As for the lawyer, he paused and took breath, and looked into the frank yet clouded face which was so open and communicative, and yet would not, could not, reveal to him the secret he wanted to seize. It was not skill, it was not cunning, that preserved the young man’s secret—was it innocence? Had he been mistaken? was there really in Powys’s consciousness at least no such secret, but only some youthful trouble, some boyish indiscretion, that was “on his mind.” As Mr. Brownlow paused, and looked at his young companion, this thought gradually shaped itself within him, and for the moment it gave him a strange relief. He too was absorbed and preoccupied, and thrust out of the region of such light as might have been thrown on the subject by the whiteness of the seams of the young fellow’s coat; and then he had come to be in such deadly earnest that any lighter commonplace explanation would have seemed an insult to him. Yet he paused, and after a few moments felt as if a truce had been proclaimed. It had not come yet to the last struggle for death or life. There was still time to carry on negotiations, to make terms, to convert the enemy into a firm friend and supporter. This conviction brought comfort to his mind, notwithstanding that half an hour before he had started up in the temerity of despair, and vowed to himself that, for good or evil, the decisive step must be taken at once. Now the clouds of battle rolled back, and a soft sensation of peace fell upon Mr. Brownlow’s soul—peace at least for a time. It melted his heart in spite of himself. It made him think of his home, and his child, and the gentle evening that awaited him after the excitement of the day; and then his eye fell upon Powys again.
“I have still a great deal to say,” he went on—and his voice had changed and softened beyond all doubt, and Powys, himself surprised, had perceived the change, though he had not an idea what it meant—“I have been pleased with you, Powys. I am not sure that you have quite kept up during the last few weeks; but you began very well, and if you choose to steady yourself, and put away any delusion that may haunt you”—here Mr. Brownlow made a little pause to give force to his words—“you may be of great service to me. I took you only on trial, you know, and you had the junior clerk’s place; but now I think I am justified in treating you better—after this your salary shall be double—”

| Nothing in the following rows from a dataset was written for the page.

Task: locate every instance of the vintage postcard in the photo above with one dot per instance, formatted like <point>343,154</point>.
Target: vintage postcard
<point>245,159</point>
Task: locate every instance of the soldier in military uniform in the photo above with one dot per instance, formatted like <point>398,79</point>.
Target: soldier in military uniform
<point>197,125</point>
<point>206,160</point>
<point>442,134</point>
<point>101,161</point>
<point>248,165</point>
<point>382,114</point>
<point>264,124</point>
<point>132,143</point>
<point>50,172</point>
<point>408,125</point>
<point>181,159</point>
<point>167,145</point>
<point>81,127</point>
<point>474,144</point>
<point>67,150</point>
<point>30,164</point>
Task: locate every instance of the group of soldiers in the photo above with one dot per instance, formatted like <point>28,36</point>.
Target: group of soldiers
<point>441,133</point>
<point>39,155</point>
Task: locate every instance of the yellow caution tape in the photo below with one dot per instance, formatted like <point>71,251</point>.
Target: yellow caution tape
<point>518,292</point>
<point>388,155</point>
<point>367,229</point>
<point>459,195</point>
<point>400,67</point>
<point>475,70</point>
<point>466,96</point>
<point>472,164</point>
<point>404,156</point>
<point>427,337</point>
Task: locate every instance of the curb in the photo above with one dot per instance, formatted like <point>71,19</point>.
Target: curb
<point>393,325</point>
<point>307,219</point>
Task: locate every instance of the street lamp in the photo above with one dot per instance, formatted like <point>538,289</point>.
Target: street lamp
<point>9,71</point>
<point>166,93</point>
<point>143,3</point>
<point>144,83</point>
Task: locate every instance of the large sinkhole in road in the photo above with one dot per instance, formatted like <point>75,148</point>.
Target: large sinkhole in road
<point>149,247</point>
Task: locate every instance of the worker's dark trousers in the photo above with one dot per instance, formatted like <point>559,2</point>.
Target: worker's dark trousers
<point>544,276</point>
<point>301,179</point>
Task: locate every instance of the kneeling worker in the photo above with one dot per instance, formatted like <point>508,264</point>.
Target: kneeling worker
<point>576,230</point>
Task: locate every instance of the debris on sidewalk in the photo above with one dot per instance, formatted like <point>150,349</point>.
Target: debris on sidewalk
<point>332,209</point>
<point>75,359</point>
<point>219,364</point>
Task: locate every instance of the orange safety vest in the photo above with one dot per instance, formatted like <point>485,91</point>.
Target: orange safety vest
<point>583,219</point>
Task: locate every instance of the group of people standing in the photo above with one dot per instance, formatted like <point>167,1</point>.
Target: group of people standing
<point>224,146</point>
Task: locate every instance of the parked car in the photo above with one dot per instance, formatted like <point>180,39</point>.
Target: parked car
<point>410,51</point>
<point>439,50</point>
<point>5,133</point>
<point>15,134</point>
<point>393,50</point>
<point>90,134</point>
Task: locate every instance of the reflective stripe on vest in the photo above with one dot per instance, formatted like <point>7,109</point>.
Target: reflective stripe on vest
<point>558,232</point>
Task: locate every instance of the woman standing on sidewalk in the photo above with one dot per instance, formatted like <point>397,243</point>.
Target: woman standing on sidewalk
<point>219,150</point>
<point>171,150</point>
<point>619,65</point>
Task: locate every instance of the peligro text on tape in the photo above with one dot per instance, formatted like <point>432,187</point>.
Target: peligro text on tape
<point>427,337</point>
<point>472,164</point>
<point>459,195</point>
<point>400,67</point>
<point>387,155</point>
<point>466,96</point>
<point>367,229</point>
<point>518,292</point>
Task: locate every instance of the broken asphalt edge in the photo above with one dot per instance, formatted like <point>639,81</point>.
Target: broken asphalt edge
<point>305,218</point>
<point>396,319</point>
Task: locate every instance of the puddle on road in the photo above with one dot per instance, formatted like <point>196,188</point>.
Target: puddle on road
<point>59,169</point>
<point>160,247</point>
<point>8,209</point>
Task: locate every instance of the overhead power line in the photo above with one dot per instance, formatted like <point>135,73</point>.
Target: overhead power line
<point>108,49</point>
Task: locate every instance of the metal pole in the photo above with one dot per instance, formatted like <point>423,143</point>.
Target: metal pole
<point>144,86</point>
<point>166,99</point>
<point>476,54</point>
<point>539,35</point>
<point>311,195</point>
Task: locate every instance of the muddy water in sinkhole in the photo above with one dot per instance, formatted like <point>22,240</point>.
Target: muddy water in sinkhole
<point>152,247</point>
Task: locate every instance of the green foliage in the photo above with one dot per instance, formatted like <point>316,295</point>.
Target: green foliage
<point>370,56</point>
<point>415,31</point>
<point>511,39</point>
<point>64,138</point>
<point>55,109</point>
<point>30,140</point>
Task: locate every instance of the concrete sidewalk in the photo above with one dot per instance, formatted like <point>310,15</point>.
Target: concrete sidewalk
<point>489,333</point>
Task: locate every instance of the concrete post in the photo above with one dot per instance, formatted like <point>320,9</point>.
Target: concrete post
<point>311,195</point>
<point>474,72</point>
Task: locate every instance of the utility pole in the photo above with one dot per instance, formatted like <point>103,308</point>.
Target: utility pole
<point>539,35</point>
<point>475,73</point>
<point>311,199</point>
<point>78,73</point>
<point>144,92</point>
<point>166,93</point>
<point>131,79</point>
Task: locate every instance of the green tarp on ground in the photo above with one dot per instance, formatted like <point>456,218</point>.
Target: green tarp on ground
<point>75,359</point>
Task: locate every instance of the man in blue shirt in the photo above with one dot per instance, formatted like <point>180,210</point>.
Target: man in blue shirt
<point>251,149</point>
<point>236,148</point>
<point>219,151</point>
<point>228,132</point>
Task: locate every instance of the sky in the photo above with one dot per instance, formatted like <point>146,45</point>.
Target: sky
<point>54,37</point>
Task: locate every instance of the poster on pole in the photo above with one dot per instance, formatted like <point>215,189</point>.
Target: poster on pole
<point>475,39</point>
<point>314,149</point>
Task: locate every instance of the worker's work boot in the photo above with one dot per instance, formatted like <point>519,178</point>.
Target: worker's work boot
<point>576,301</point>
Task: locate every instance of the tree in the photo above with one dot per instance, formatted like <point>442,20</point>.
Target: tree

Powys gave a great start in his seat, and looked at Mr. Brownlow with a look of stupefaction. “Double!” he cried, with an almost hysterical gasp. He thought his ears or his imagination were deceiving him. His wonder took all the expression, almost all the intelligence, out of his face. He sat gazing with his mouth open, waiting to hear what it could mean.
“I will double your salary from the present time,” said Mr. Brownlow, smiling in spite of himself.